What it's all about.
Authored by: Anonymous on Saturday, June 09 2012 @ 08:36 AM EDT
"Software Patents: It's the disclosed functions in the patent,
stupid!"
Well! For Software Patents the stupid thing there is no Disclosed Function it is
all obfuscation and gooblegook.

[ Reply to This | Parent | # ]

Thanks for the "slithy tove".
Authored by: Anonymous on Saturday, June 09 2012 @ 11:03 AM EDT
Had to look that one up. Completely agree with your analysis too.

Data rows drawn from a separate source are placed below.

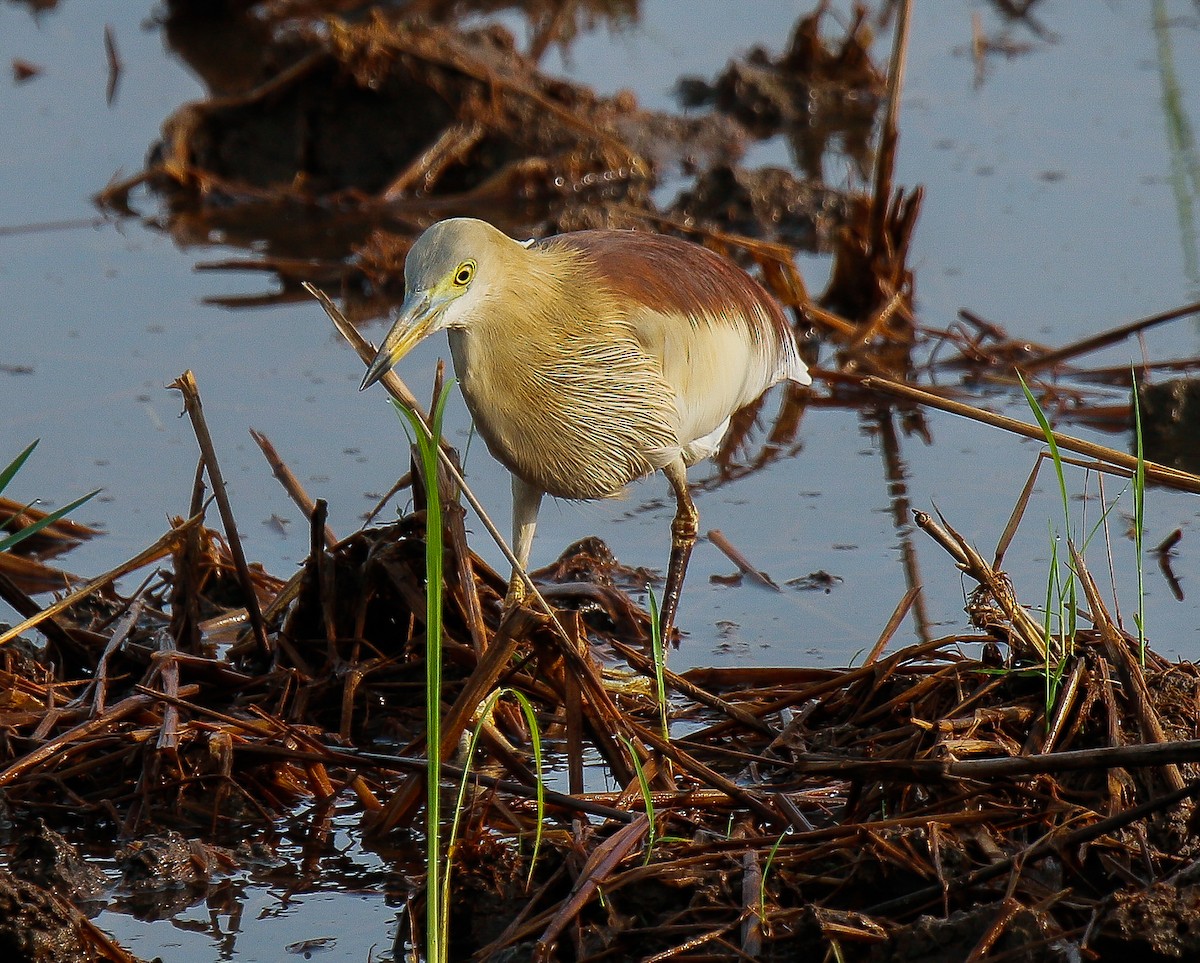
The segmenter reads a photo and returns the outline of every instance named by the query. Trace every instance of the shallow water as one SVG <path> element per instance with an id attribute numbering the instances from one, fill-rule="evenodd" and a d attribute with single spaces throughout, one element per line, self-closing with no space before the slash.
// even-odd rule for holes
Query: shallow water
<path id="1" fill-rule="evenodd" d="M 754 17 L 733 13 L 734 6 L 649 0 L 636 26 L 599 28 L 565 56 L 552 52 L 546 66 L 601 91 L 632 89 L 643 106 L 670 109 L 679 76 L 712 77 L 751 44 L 778 50 L 786 42 L 797 13 L 793 0 L 758 0 Z M 1170 148 L 1163 92 L 1163 68 L 1170 62 L 1182 110 L 1193 124 L 1200 119 L 1195 6 L 1184 0 L 1160 5 L 1170 23 L 1162 31 L 1168 56 L 1152 29 L 1153 10 L 1144 4 L 1046 5 L 1040 16 L 1056 42 L 1013 26 L 1012 38 L 1032 49 L 991 58 L 978 86 L 966 53 L 971 13 L 978 11 L 988 31 L 997 34 L 990 7 L 916 6 L 896 183 L 926 187 L 913 257 L 922 322 L 949 325 L 960 307 L 968 307 L 1018 336 L 1058 345 L 1200 298 L 1195 227 L 1187 220 L 1188 204 L 1200 208 L 1200 189 L 1177 189 L 1172 181 L 1172 165 L 1182 155 Z M 32 369 L 0 369 L 0 460 L 41 437 L 11 495 L 65 503 L 103 489 L 79 518 L 108 534 L 64 562 L 80 574 L 101 572 L 161 534 L 168 515 L 186 512 L 197 450 L 186 419 L 178 418 L 179 397 L 164 385 L 191 367 L 247 555 L 286 576 L 305 556 L 306 525 L 248 429 L 266 433 L 310 492 L 328 500 L 340 534 L 353 531 L 373 496 L 407 467 L 396 417 L 380 394 L 355 390 L 361 365 L 320 309 L 306 301 L 242 311 L 206 305 L 205 298 L 260 291 L 264 281 L 250 273 L 196 271 L 197 261 L 244 252 L 223 247 L 220 239 L 200 249 L 176 246 L 155 226 L 156 208 L 145 197 L 138 199 L 145 222 L 13 229 L 95 220 L 90 197 L 114 175 L 137 171 L 162 119 L 202 95 L 146 17 L 136 5 L 68 2 L 37 16 L 23 6 L 0 6 L 0 55 L 44 70 L 25 84 L 0 83 L 0 116 L 10 131 L 0 154 L 0 363 Z M 104 101 L 106 23 L 125 65 L 112 107 Z M 877 58 L 884 56 L 881 43 Z M 756 146 L 752 158 L 788 162 L 782 142 Z M 829 175 L 839 183 L 846 172 Z M 820 291 L 828 264 L 806 257 L 803 268 L 810 288 Z M 378 340 L 383 329 L 367 334 Z M 1152 333 L 1146 352 L 1152 359 L 1195 355 L 1200 331 L 1192 321 L 1176 322 Z M 436 340 L 402 365 L 420 394 L 427 394 L 439 355 L 448 351 Z M 1130 342 L 1093 360 L 1140 359 L 1141 347 Z M 1120 400 L 1115 393 L 1114 401 Z M 1012 396 L 990 401 L 1028 420 Z M 455 418 L 466 443 L 461 403 Z M 846 663 L 874 644 L 904 594 L 906 552 L 925 586 L 929 630 L 961 628 L 960 579 L 941 549 L 911 531 L 902 502 L 924 509 L 936 504 L 990 555 L 1039 445 L 952 415 L 930 413 L 928 424 L 930 445 L 900 436 L 905 474 L 896 480 L 887 477 L 886 433 L 874 414 L 814 406 L 794 456 L 700 495 L 702 531 L 720 528 L 778 582 L 817 570 L 840 581 L 828 592 L 785 587 L 778 594 L 749 584 L 713 585 L 712 575 L 733 567 L 702 543 L 680 611 L 689 635 L 672 654 L 674 668 L 748 659 Z M 1124 432 L 1067 430 L 1116 448 L 1129 444 Z M 506 528 L 504 472 L 478 441 L 467 467 L 478 495 Z M 709 471 L 697 466 L 694 479 Z M 1031 603 L 1045 591 L 1048 524 L 1062 527 L 1057 492 L 1049 474 L 1044 479 L 1007 557 L 1019 593 Z M 1073 475 L 1076 492 L 1082 485 L 1081 474 Z M 1110 500 L 1118 488 L 1109 483 Z M 595 533 L 624 562 L 661 567 L 670 538 L 665 496 L 659 478 L 635 485 L 619 502 L 547 502 L 535 561 L 550 561 L 566 543 Z M 1148 633 L 1164 654 L 1195 659 L 1200 502 L 1154 491 L 1147 503 L 1147 545 L 1176 527 L 1183 531 L 1175 570 L 1186 593 L 1175 602 L 1147 561 Z M 1099 515 L 1094 501 L 1086 509 L 1075 501 L 1072 510 L 1078 513 L 1072 524 L 1084 530 Z M 1126 498 L 1115 518 L 1130 510 Z M 290 520 L 283 534 L 272 516 Z M 499 564 L 481 527 L 472 527 L 476 550 Z M 1122 537 L 1123 524 L 1112 527 L 1129 623 L 1133 548 Z M 1106 573 L 1103 554 L 1091 557 L 1097 574 Z M 0 609 L 2 618 L 11 614 Z M 896 644 L 913 638 L 910 620 Z M 178 935 L 179 945 L 168 950 L 167 938 L 148 928 L 132 949 L 202 959 L 221 944 L 222 958 L 269 959 L 278 958 L 286 943 L 319 935 L 322 897 L 304 898 L 305 914 L 313 915 L 305 916 L 299 935 L 292 935 L 287 914 L 280 929 L 271 928 L 266 921 L 281 914 L 266 901 L 246 907 L 244 929 L 228 941 L 210 933 Z M 334 919 L 344 923 L 347 913 L 342 907 Z M 390 944 L 383 929 L 392 915 L 372 897 L 354 932 L 319 957 L 365 959 L 372 945 L 378 951 Z M 179 927 L 172 932 L 181 933 Z"/>

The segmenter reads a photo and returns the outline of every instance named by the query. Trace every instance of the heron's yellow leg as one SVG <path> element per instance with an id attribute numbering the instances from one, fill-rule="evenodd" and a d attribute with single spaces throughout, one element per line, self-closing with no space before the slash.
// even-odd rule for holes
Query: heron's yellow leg
<path id="1" fill-rule="evenodd" d="M 521 568 L 512 569 L 509 579 L 509 593 L 504 598 L 504 608 L 520 605 L 526 598 L 526 584 L 521 569 L 529 567 L 529 552 L 533 549 L 533 533 L 538 528 L 538 509 L 541 508 L 542 492 L 512 475 L 512 554 Z"/>
<path id="2" fill-rule="evenodd" d="M 700 528 L 700 513 L 688 492 L 688 466 L 683 459 L 676 459 L 662 473 L 671 483 L 676 494 L 676 516 L 671 522 L 671 561 L 667 564 L 667 585 L 662 591 L 662 608 L 659 611 L 659 624 L 664 641 L 671 638 L 674 628 L 674 616 L 679 608 L 679 593 L 683 591 L 684 575 L 688 574 L 688 560 L 691 558 L 692 545 L 696 544 L 696 532 Z"/>

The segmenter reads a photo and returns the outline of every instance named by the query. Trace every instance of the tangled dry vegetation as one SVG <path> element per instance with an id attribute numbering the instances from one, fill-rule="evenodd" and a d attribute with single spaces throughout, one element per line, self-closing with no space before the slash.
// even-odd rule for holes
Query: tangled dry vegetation
<path id="1" fill-rule="evenodd" d="M 234 558 L 199 513 L 131 561 L 169 560 L 132 598 L 104 576 L 43 609 L 0 575 L 30 612 L 0 636 L 10 811 L 203 841 L 353 798 L 368 836 L 419 831 L 420 491 L 410 515 L 336 544 L 318 506 L 288 584 Z M 541 573 L 557 622 L 504 617 L 505 580 L 462 520 L 452 506 L 443 746 L 476 725 L 481 740 L 454 850 L 460 958 L 1195 952 L 1200 677 L 1144 665 L 1081 560 L 1088 623 L 1052 640 L 1068 654 L 1050 700 L 1046 640 L 1003 574 L 922 519 L 978 579 L 978 632 L 889 652 L 913 592 L 853 669 L 668 670 L 667 738 L 647 616 L 623 588 L 638 573 L 581 545 Z M 230 606 L 241 624 L 257 610 L 262 632 L 214 645 Z M 19 639 L 35 623 L 41 651 Z M 473 719 L 500 686 L 536 706 L 566 773 L 532 867 L 524 719 L 511 696 Z M 589 789 L 599 772 L 617 789 Z"/>
<path id="2" fill-rule="evenodd" d="M 966 312 L 952 329 L 919 328 L 907 247 L 922 193 L 898 190 L 890 174 L 902 32 L 884 74 L 868 56 L 863 16 L 838 44 L 820 41 L 820 18 L 821 10 L 802 22 L 778 61 L 751 58 L 690 88 L 697 102 L 724 104 L 746 125 L 737 128 L 719 115 L 666 122 L 550 82 L 496 31 L 397 25 L 382 14 L 298 28 L 275 48 L 270 78 L 181 110 L 137 180 L 168 191 L 179 208 L 174 229 L 193 237 L 215 217 L 235 231 L 238 217 L 268 207 L 337 209 L 347 234 L 365 238 L 354 258 L 276 249 L 256 267 L 274 271 L 286 297 L 304 297 L 300 281 L 311 280 L 360 307 L 395 282 L 413 222 L 431 210 L 478 213 L 502 195 L 518 195 L 524 209 L 512 216 L 538 231 L 605 223 L 698 234 L 754 265 L 798 331 L 835 358 L 815 372 L 824 394 L 793 393 L 774 417 L 755 409 L 739 419 L 727 453 L 740 450 L 737 432 L 756 419 L 770 423 L 768 443 L 757 456 L 727 456 L 722 477 L 786 448 L 814 403 L 899 399 L 914 432 L 929 405 L 997 423 L 949 397 L 966 396 L 966 387 L 906 387 L 923 373 L 912 360 L 918 346 L 941 357 L 926 369 L 1012 384 L 1016 363 L 1034 378 L 1062 372 L 1105 339 L 1195 310 L 1056 349 L 1014 342 Z M 868 125 L 877 106 L 888 110 L 866 161 L 871 190 L 834 197 L 737 168 L 745 131 L 796 121 L 797 92 L 808 96 L 827 73 L 844 84 L 848 73 L 870 94 Z M 445 109 L 408 112 L 403 122 L 390 113 L 416 98 Z M 343 136 L 313 150 L 264 150 L 263 138 L 281 128 L 299 136 L 322 126 L 317 113 Z M 403 126 L 418 122 L 427 127 Z M 355 146 L 355 131 L 380 128 L 395 133 L 383 145 L 394 150 Z M 673 137 L 674 161 L 662 158 L 664 134 Z M 311 168 L 264 167 L 264 154 L 281 165 L 304 157 Z M 654 178 L 679 156 L 702 171 L 676 207 L 659 210 Z M 348 171 L 352 157 L 367 167 Z M 104 202 L 124 205 L 133 186 L 115 185 Z M 797 214 L 788 204 L 805 192 L 816 204 Z M 818 299 L 782 244 L 796 241 L 793 216 L 835 246 L 833 281 Z M 370 357 L 353 328 L 343 334 Z M 236 531 L 234 512 L 198 389 L 187 375 L 175 387 L 202 450 L 190 518 L 118 570 L 76 580 L 49 606 L 29 594 L 44 581 L 23 581 L 32 574 L 19 564 L 0 570 L 0 596 L 26 618 L 0 634 L 0 790 L 10 812 L 103 824 L 130 838 L 170 827 L 192 841 L 176 847 L 175 862 L 199 875 L 238 859 L 212 855 L 209 842 L 239 838 L 301 803 L 328 811 L 353 800 L 368 838 L 419 832 L 431 479 L 414 467 L 412 513 L 335 540 L 324 507 L 307 502 L 276 459 L 311 520 L 307 562 L 283 582 L 247 564 L 238 539 L 206 527 L 203 477 L 227 532 Z M 413 403 L 402 385 L 390 388 Z M 1086 394 L 1045 399 L 1058 413 L 1087 414 Z M 1120 453 L 1066 437 L 1058 445 L 1129 468 Z M 1148 477 L 1196 490 L 1193 475 L 1174 468 L 1150 466 Z M 1002 550 L 989 563 L 949 522 L 919 518 L 947 549 L 947 564 L 978 585 L 973 630 L 890 651 L 914 588 L 890 618 L 880 616 L 882 632 L 852 669 L 667 670 L 667 736 L 648 616 L 630 596 L 643 574 L 581 545 L 541 573 L 554 618 L 504 615 L 505 580 L 467 544 L 462 492 L 445 478 L 438 484 L 448 512 L 443 748 L 452 754 L 464 732 L 480 731 L 452 854 L 456 958 L 1042 961 L 1079 958 L 1081 947 L 1200 956 L 1200 680 L 1192 665 L 1139 651 L 1081 558 L 1084 624 L 1048 638 L 1030 615 L 1033 600 L 1004 576 Z M 149 566 L 157 568 L 132 594 L 114 591 Z M 34 644 L 35 628 L 44 644 Z M 1052 698 L 1048 647 L 1061 672 Z M 535 862 L 524 717 L 504 696 L 491 718 L 475 719 L 500 687 L 535 706 L 565 773 L 547 794 Z M 446 767 L 448 791 L 460 772 Z M 97 955 L 128 958 L 91 939 Z"/>

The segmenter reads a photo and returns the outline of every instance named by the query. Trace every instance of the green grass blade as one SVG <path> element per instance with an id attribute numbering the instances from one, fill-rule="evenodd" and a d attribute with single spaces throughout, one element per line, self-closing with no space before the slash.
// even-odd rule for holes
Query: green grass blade
<path id="1" fill-rule="evenodd" d="M 38 441 L 41 439 L 35 438 L 34 441 L 31 441 L 29 443 L 29 447 L 19 455 L 17 455 L 17 457 L 12 460 L 12 463 L 10 463 L 7 468 L 0 472 L 0 491 L 4 491 L 8 486 L 8 483 L 12 482 L 17 472 L 20 471 L 20 466 L 29 460 L 29 456 L 31 454 L 34 454 L 34 449 L 37 448 Z"/>
<path id="2" fill-rule="evenodd" d="M 426 958 L 432 963 L 446 959 L 448 921 L 443 915 L 442 889 L 442 593 L 443 539 L 442 492 L 438 488 L 438 444 L 450 382 L 433 408 L 433 424 L 426 430 L 420 417 L 402 405 L 398 411 L 412 425 L 416 451 L 425 475 L 425 742 L 428 758 L 426 777 Z"/>
<path id="3" fill-rule="evenodd" d="M 646 778 L 646 770 L 642 768 L 642 760 L 634 748 L 632 740 L 622 736 L 625 746 L 629 747 L 629 758 L 634 760 L 634 771 L 637 773 L 637 788 L 642 791 L 642 805 L 646 806 L 646 819 L 649 824 L 646 836 L 646 859 L 642 866 L 649 866 L 650 855 L 654 853 L 654 844 L 658 842 L 658 824 L 654 818 L 654 794 L 650 792 L 650 780 Z"/>
<path id="4" fill-rule="evenodd" d="M 538 729 L 538 713 L 533 711 L 533 702 L 529 701 L 529 698 L 517 689 L 511 689 L 510 692 L 521 706 L 521 711 L 526 717 L 526 724 L 529 726 L 529 741 L 533 743 L 533 759 L 538 776 L 538 832 L 534 835 L 533 857 L 529 860 L 529 875 L 526 878 L 526 887 L 528 887 L 533 883 L 533 871 L 538 866 L 538 854 L 541 853 L 541 829 L 546 821 L 546 786 L 542 778 L 541 730 Z"/>
<path id="5" fill-rule="evenodd" d="M 25 450 L 29 451 L 31 449 L 26 448 Z M 0 488 L 2 488 L 2 485 L 0 485 Z M 95 498 L 97 495 L 100 495 L 100 489 L 96 489 L 95 491 L 89 491 L 83 497 L 76 498 L 73 502 L 71 502 L 71 504 L 64 506 L 62 508 L 52 512 L 44 519 L 38 519 L 32 525 L 26 525 L 19 532 L 13 532 L 11 536 L 0 538 L 0 552 L 8 551 L 8 549 L 11 549 L 13 545 L 24 542 L 30 536 L 36 536 L 46 526 L 54 525 L 54 522 L 56 522 L 64 515 L 68 515 L 70 513 L 74 512 L 84 502 L 89 501 L 90 498 Z"/>

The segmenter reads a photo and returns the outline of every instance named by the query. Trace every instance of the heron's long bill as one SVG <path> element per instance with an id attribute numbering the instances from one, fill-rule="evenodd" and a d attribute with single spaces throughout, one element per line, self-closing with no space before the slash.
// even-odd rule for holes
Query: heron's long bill
<path id="1" fill-rule="evenodd" d="M 422 337 L 433 330 L 433 324 L 442 312 L 443 303 L 436 301 L 431 292 L 415 292 L 412 298 L 406 298 L 400 306 L 400 316 L 391 325 L 388 336 L 371 359 L 371 366 L 359 390 L 362 391 L 374 384 L 386 375 L 392 365 L 408 354 Z"/>

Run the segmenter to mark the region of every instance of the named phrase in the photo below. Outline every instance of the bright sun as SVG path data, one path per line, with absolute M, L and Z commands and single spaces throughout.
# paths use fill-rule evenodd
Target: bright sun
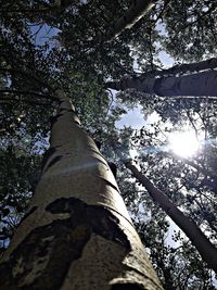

[ Reply to This | Parent | # ]

I very much disagree.
Authored by: Anonymous on Saturday, June 09 2012 @ 12:30 PM EDT

You have nailed Judge Motz's analysis to a 't'. You restate it well in this portion:

The only way to demonstrate that is if it could be shown that those same advanced features (I won't warn you again!) were made available by the WordPerfect suite on another platform in order that the middleware advantage was provided and the Windows 95 features were less of a barrier to using alternative operating systems. At the very least, there needed to be a product plan to take this advantage.

The problem is the "another platform" red herring. WordPerfect is the other platform. That's the one that Novell wanted developers developing for, as they had done in the past. (For many users, WordPerfect was their OS; they didn't know anything about the DOS prompt, except how to start WP.)

WordPerfect had the potential to become a platform for applications ON WIN95, which also had the potential to then move on other OSes other than Windows95, taking those apps (and their users) with it, creating another playing field. The fact that MS killed the possibility before it was sufficiently realized to come to market is proof of anti-competitiveness, not exculpatory evidence.

Follow the Judge's argument to its logical conclusion. The only way to demonstrate that WordPerfect has been prevented from lessening the applications barrier to entry is for it to succeed in lessening the applications barrier to entry via another platform, in which case, there was no harm, no foul. Voila - anticompetitive harm just became a logical impossibility!